И всё же ее раз за разом влекло к этому надгробию. Сабина сама не знала, чего ищет: совета, возможности выговориться или же просто тишины. Уединения, которое никто не смел нарушить, когда она опускалась на колени возле белоснежной плиты. И она искала этого уединения всё чаще и чаще. Во дворце мало что изменилось. Раймунда Триполитанского не интересовали женщины в окружении маленького короля — едва ли он видел в этих женщинах кого-то большего, чем обыкновенных нянек, — а прочая знать по-прежнему стремилась урвать кусок пожирнее и подольститься к совсем не разбиравшемуся в людях мальчику. Разве что слуги вздохнули спокойнее, зная, что им больше не нужно бояться затаившейся в королевских покоях неизлечимой болезни. Хотя опасения их были по большей части напрасны. Проказа убила одного только Балдуина и больше никого не тронула. Ни слуг, ни рыцарей, ни лекарей, ни единого человека за все эти годы. Сабина знала, что самые суеверные обитатели дворца шепчут по вечерам, будто болезнь была карой небесной, обрушившейся на Иерусалим за грехи его жителей. Что проку теперь в армии королевства, в готовящихся к сражениям храмовниках и госпитальерах, если над ними больше нет короля? На шестилетнего Балдуина никто не надеялся. А Сабине виделась еще одна насмешка судьбы в том, что Сибилла решила выбрать для сына именно это имя.
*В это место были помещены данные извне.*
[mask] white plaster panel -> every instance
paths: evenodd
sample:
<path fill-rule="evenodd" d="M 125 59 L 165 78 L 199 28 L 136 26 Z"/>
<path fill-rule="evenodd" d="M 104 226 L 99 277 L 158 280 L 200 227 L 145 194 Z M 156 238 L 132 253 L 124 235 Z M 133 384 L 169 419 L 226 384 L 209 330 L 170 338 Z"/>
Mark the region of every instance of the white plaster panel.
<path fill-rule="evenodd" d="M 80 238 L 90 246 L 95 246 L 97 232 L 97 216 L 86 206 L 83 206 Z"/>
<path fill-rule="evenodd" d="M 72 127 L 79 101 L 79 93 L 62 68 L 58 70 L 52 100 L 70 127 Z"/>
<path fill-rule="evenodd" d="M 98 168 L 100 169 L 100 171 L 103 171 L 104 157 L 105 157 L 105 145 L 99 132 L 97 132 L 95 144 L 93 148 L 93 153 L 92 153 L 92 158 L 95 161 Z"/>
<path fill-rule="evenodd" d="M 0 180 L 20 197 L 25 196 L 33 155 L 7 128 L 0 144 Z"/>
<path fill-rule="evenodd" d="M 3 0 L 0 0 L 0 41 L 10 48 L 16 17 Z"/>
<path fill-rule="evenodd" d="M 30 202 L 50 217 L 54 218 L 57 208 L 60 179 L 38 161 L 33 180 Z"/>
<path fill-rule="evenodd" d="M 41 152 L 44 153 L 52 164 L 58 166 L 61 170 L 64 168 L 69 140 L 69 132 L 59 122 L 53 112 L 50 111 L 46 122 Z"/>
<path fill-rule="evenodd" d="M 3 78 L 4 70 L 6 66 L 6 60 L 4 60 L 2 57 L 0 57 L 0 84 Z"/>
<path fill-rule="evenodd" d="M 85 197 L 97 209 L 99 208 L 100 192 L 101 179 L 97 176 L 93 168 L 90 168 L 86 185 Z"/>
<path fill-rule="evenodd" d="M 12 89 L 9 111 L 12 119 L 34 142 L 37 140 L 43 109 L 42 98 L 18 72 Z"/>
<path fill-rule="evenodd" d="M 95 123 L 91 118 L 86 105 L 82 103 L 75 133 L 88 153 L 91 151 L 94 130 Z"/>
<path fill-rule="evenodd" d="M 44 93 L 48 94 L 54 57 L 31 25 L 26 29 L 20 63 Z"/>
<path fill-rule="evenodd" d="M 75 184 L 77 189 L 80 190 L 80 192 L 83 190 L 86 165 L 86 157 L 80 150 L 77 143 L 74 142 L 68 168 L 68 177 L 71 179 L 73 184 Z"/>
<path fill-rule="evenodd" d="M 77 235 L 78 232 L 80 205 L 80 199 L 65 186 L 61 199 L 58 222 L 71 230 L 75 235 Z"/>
Пусть так звали четверых из шести прежних правителей Иерусалима, но называть этого маленького мальчика на троне именем ее короля...

Балдуин был всего лишь несмышленным ребенком — мальчишкой, которого едва научили держать меч и которому предстояло постигать науки еще долгие годы, чтобы стать королем не по одному только названию, — но Сабина не могла отделаться от мысли, что он недостоин иерусалимской короны. Это была корона Балдуина Четвертого. Трон Балдуина Четвертого. Город Балдуина Четвертого. Вся эта земля, полная песка и цветущих садов одновременно, принадлежала Балдуину Четвертому, и никто иной, будь он хоть сыном Сибиллы, хоть графом Триполи, не был достоин того, чтобы занять место умершего короля. Сама Сибилла, пожалуй, не согласилась бы с таким категоричным суждением. Но она, по счастью, не покидала стен Аскалона, в одиночестве оплакивая брата и скончавшуюся следом за ним мать. Агнесс де Куртене, графиня Сидонская, пережила сына лишь на несколько недель, сойдя в могилу быстро и без мучений. Одни лекари говорили, что она была уже немолода и ее смерть — вполне естественна, а другие — что графиню убило горе, но так или иначе, Сибилла осталась практически одна. Ее сын едва знал родную мать, с самого рождения воспитываемый чужими людьми по приказу дяди-короля, а придворные дамы вновь переметнулись после королевской опалы, оставив Сибиллу в обществе лишь самых преданных женщин и немедленно устремившись в Святой Град.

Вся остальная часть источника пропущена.